Genderspezifische Forderungen des Netzwerk Frauengesundheit Berlin

In der Diskussion wurden eine paritätische Besetzung der Gremien sowie eine Gender-Beauftragte für die nationale Präventionskonferenz sowie die Landespräventionskonferenzen gefordert. Auch seien gendersensible Untersuchungen von zentraler Bedeutung, um Gleichstellung bei den Gesundheitschancen zu erreichen. Karin Bergdoll verwies auf „alte“ Gender-Forderungen des AKF. Hervorgehoben wurden neue Herausforderungen für die Prävention, die sich aus der hohen Anzahl von Flüchtlingen in Berlin ergeben. Gerade hier sei das Menschenrecht auf Gesundheit umzusetzen.

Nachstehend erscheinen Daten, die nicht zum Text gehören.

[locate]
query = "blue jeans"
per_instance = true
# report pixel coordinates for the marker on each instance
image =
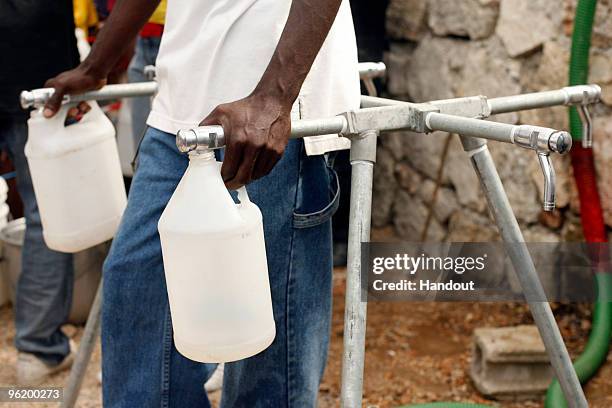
(145, 54)
(141, 367)
(44, 290)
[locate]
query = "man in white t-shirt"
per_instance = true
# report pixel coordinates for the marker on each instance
(251, 66)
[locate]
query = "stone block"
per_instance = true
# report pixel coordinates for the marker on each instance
(510, 363)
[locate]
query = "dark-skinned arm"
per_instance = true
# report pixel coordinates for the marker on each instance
(257, 128)
(122, 26)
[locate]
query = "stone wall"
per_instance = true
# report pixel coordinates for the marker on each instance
(441, 49)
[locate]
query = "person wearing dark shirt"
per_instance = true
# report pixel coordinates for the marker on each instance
(37, 41)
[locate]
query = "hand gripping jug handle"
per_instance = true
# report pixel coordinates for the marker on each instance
(243, 196)
(60, 117)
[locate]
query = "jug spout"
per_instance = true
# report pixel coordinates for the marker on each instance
(202, 154)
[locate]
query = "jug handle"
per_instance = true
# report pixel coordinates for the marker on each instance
(243, 196)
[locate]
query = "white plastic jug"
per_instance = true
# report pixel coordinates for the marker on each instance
(77, 178)
(216, 269)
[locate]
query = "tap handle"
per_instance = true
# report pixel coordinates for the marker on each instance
(548, 203)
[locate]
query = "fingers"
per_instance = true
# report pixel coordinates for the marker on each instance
(234, 151)
(266, 161)
(55, 101)
(245, 170)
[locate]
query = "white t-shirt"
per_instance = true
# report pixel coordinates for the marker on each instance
(215, 51)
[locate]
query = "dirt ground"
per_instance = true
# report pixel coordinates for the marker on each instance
(416, 352)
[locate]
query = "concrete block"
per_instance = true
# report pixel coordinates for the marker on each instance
(510, 363)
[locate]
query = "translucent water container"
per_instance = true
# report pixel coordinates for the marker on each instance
(76, 176)
(216, 268)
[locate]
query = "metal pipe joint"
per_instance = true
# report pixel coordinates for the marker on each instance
(542, 140)
(583, 96)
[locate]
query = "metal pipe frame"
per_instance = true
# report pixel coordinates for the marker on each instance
(525, 270)
(38, 97)
(362, 158)
(460, 116)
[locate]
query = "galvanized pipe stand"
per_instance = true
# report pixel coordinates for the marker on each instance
(461, 116)
(362, 157)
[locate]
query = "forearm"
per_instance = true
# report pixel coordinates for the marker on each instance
(305, 31)
(122, 26)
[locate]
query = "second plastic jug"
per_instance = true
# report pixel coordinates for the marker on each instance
(216, 268)
(76, 176)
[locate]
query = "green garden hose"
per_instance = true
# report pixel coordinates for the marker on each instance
(596, 350)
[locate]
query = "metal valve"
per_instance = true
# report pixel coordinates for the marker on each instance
(202, 137)
(149, 72)
(544, 141)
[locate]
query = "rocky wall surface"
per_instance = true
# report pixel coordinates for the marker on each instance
(442, 49)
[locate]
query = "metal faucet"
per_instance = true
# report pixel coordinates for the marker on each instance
(544, 141)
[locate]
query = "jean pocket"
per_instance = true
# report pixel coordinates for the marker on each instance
(312, 219)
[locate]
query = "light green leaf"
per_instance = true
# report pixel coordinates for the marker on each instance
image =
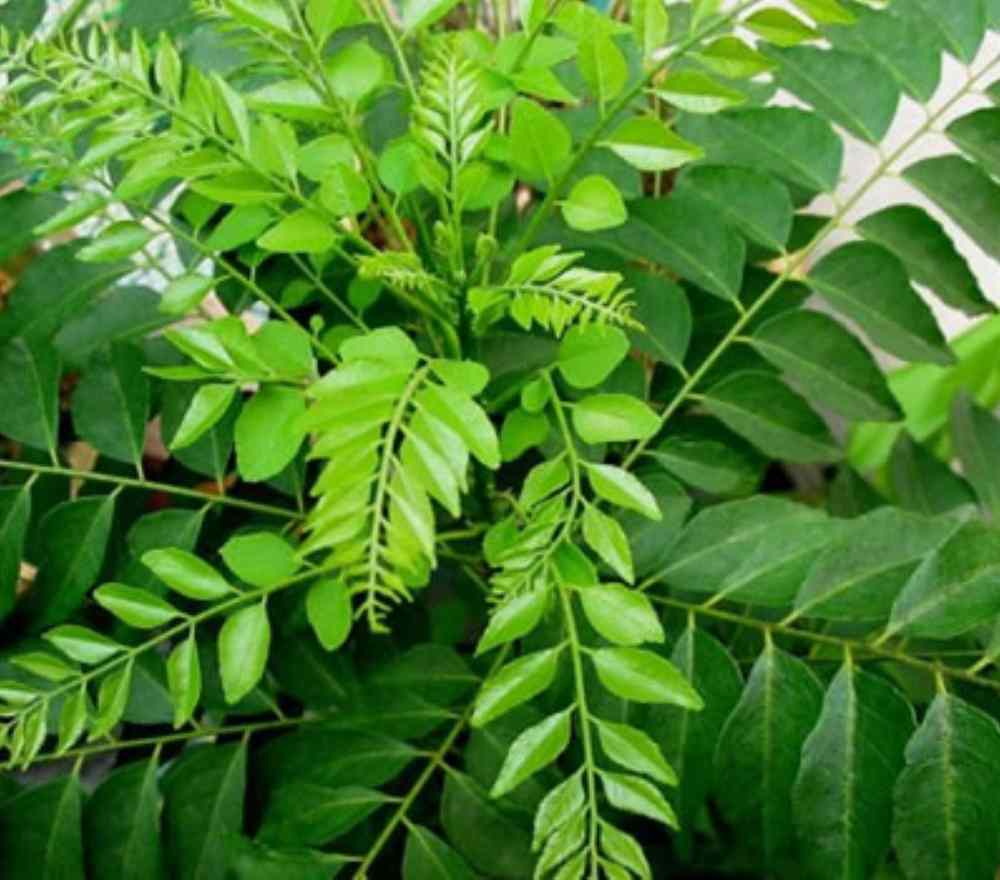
(634, 750)
(643, 677)
(267, 432)
(647, 144)
(594, 204)
(635, 795)
(262, 559)
(514, 684)
(622, 616)
(303, 232)
(609, 418)
(842, 797)
(186, 574)
(535, 748)
(328, 607)
(244, 644)
(184, 680)
(138, 608)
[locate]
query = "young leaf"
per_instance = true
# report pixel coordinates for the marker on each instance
(328, 607)
(244, 644)
(643, 677)
(622, 616)
(184, 680)
(262, 559)
(515, 683)
(535, 748)
(186, 574)
(610, 418)
(138, 608)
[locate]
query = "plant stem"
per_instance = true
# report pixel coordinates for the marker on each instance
(150, 486)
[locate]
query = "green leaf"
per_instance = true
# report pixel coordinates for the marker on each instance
(827, 79)
(635, 795)
(695, 92)
(203, 804)
(535, 748)
(244, 644)
(267, 432)
(965, 192)
(328, 608)
(758, 756)
(82, 644)
(122, 824)
(303, 232)
(602, 66)
(945, 821)
(761, 408)
(40, 833)
(138, 608)
(634, 750)
(622, 616)
(869, 285)
(427, 857)
(209, 404)
(955, 589)
(830, 365)
(515, 683)
(751, 202)
(186, 574)
(117, 242)
(688, 739)
(842, 799)
(794, 144)
(643, 677)
(184, 294)
(608, 540)
(540, 143)
(976, 435)
(513, 619)
(29, 393)
(590, 353)
(859, 575)
(929, 255)
(344, 192)
(15, 513)
(594, 204)
(307, 814)
(74, 536)
(618, 486)
(609, 418)
(262, 559)
(184, 680)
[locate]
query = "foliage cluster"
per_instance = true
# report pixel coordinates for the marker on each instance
(433, 449)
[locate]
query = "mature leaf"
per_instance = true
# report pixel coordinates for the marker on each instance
(40, 833)
(122, 825)
(929, 255)
(830, 365)
(869, 285)
(758, 754)
(775, 419)
(843, 794)
(427, 857)
(948, 797)
(203, 804)
(75, 536)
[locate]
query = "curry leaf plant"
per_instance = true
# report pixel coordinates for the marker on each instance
(450, 440)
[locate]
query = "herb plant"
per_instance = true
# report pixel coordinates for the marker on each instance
(434, 448)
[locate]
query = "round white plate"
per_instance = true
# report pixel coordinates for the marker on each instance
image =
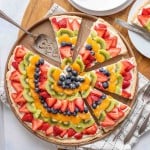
(141, 44)
(97, 12)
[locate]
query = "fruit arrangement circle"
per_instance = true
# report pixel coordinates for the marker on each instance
(70, 104)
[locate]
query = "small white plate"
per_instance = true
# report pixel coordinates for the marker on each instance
(141, 44)
(100, 11)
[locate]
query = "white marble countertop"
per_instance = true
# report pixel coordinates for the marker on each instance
(13, 136)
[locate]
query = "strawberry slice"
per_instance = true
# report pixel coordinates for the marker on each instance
(51, 101)
(125, 84)
(65, 51)
(15, 76)
(71, 132)
(114, 51)
(64, 105)
(80, 104)
(57, 131)
(57, 105)
(78, 136)
(101, 77)
(75, 24)
(36, 123)
(71, 106)
(108, 122)
(143, 19)
(28, 117)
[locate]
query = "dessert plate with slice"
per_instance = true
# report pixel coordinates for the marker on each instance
(84, 99)
(140, 15)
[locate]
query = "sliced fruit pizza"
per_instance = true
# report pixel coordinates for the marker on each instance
(66, 29)
(102, 44)
(142, 17)
(118, 78)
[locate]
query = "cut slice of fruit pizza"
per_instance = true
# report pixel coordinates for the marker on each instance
(66, 29)
(119, 78)
(142, 16)
(102, 44)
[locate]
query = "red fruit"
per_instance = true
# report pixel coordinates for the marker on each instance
(143, 19)
(15, 65)
(17, 86)
(108, 122)
(114, 51)
(65, 51)
(64, 105)
(75, 24)
(90, 130)
(71, 132)
(57, 131)
(127, 76)
(126, 94)
(78, 136)
(36, 123)
(20, 52)
(28, 117)
(15, 76)
(57, 105)
(49, 131)
(51, 101)
(24, 109)
(101, 77)
(62, 23)
(125, 84)
(44, 126)
(80, 104)
(71, 106)
(146, 11)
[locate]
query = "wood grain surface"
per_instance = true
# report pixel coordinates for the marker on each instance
(38, 8)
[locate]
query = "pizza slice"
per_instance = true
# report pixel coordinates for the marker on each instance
(66, 29)
(142, 16)
(119, 78)
(108, 111)
(102, 44)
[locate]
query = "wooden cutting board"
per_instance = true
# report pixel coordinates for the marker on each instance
(38, 8)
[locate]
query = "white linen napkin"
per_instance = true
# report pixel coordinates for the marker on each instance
(107, 143)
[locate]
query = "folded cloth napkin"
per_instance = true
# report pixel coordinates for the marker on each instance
(107, 143)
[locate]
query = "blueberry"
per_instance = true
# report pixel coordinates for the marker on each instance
(62, 78)
(75, 73)
(86, 110)
(105, 85)
(88, 47)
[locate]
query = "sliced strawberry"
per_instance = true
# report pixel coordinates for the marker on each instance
(57, 131)
(15, 65)
(17, 86)
(101, 77)
(65, 51)
(57, 105)
(36, 123)
(24, 109)
(108, 122)
(71, 106)
(51, 101)
(125, 84)
(44, 126)
(80, 104)
(143, 19)
(78, 136)
(126, 94)
(64, 105)
(71, 132)
(28, 117)
(75, 24)
(49, 131)
(114, 51)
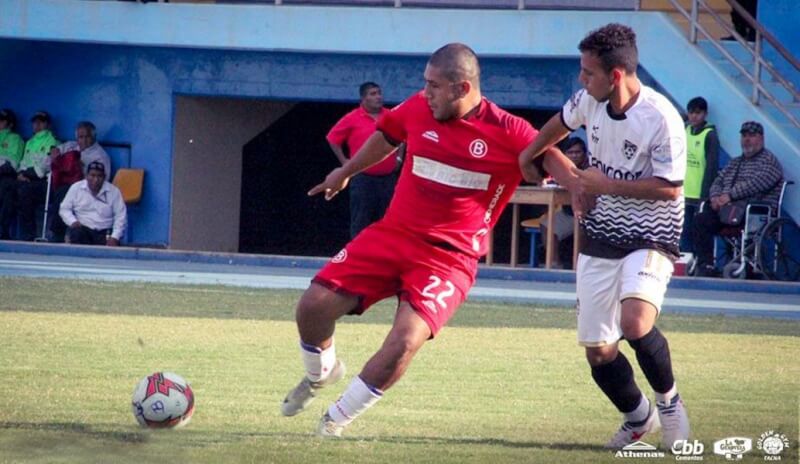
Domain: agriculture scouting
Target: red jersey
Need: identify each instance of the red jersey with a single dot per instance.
(353, 130)
(458, 175)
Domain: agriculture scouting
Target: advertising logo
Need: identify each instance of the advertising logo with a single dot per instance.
(772, 444)
(733, 448)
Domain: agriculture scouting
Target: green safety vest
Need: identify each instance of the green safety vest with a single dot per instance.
(695, 162)
(36, 151)
(11, 147)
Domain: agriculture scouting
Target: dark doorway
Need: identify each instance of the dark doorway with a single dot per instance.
(282, 163)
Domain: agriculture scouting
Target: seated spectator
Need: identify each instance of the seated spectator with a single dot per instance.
(11, 150)
(756, 177)
(563, 219)
(702, 164)
(69, 162)
(31, 184)
(94, 210)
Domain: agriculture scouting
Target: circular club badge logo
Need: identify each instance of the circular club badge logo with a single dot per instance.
(340, 257)
(478, 148)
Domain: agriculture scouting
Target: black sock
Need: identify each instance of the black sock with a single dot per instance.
(652, 352)
(616, 381)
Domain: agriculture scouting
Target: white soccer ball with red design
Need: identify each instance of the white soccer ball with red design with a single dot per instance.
(163, 400)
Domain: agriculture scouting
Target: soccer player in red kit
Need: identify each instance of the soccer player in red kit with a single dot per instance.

Eine geschlechtergerechte Prävention und Gesundheitsförderung verdient mehr Aufmerksamkeit als bisher. Das sage ich auch als Mitglied des Parlamentarischen Netzwerk „Frauen frei von Gewalt“ der Parlamentarischen Versammlung des Europarates. Ich fordere eine konsequente Umsetzung der Istanbul Konvention. Hier setze ich mich ein gegen jegliche Gewalt gegen Frauen von physischer und sexueller Gewalt und häuslicher Gewalt ein. Das Thema Frauengesundheit war auch ein großes während meiner Zeit (2000 bis 2007) als Berliner Landesvorsitzende der Arbeitsgemeinschaft sozialdemokratischer Frauen.

Prävention in Berlin

Das Land Berlin hat sich schon vor der Verabschiedung des Bundesgesetzes zur Prävention dieser großen Aufgabe gestellt und auf der Landesgesundheitskonferenz bereits mehrere Gesundheitsziele vereinbart. Frau Rinne, Senatsverwaltung für Gesundheit und Soziales, stellte das Aktionsprogramm Gesundheit im Bereich Prävention vor. Auch hier werden nachhaltige Präventionsketten kreiert und über die gesamte Lebensphase auf- und auszubaut. „Gesund aufwachsen, gesund älter werden und gesund arbeiten“ sind Kernprojekte. Hier müssen die Handlungsfelder und Projekte noch ausgebaut werden. Karin Bergdoll, Vertreterin des Netzwerks Frauengesundheit Berlin, forderte auch hier die Ausarbeitung von mehr gendergerechte Ausgestaltung der Gesundheitsziele. Heute ist es auch unbestritten, dass die Dichotomie von „Frau - Mann“ zu überwinden sei, dass es mehr Geschlechteridentitäten gibt. Es bedarf einer stärkeren Kooperation zwischen den Akteurinnen des Netzwerkes Frauengesundheit Berlin und den AkteurInnen der Landesgesundheitskonferenz.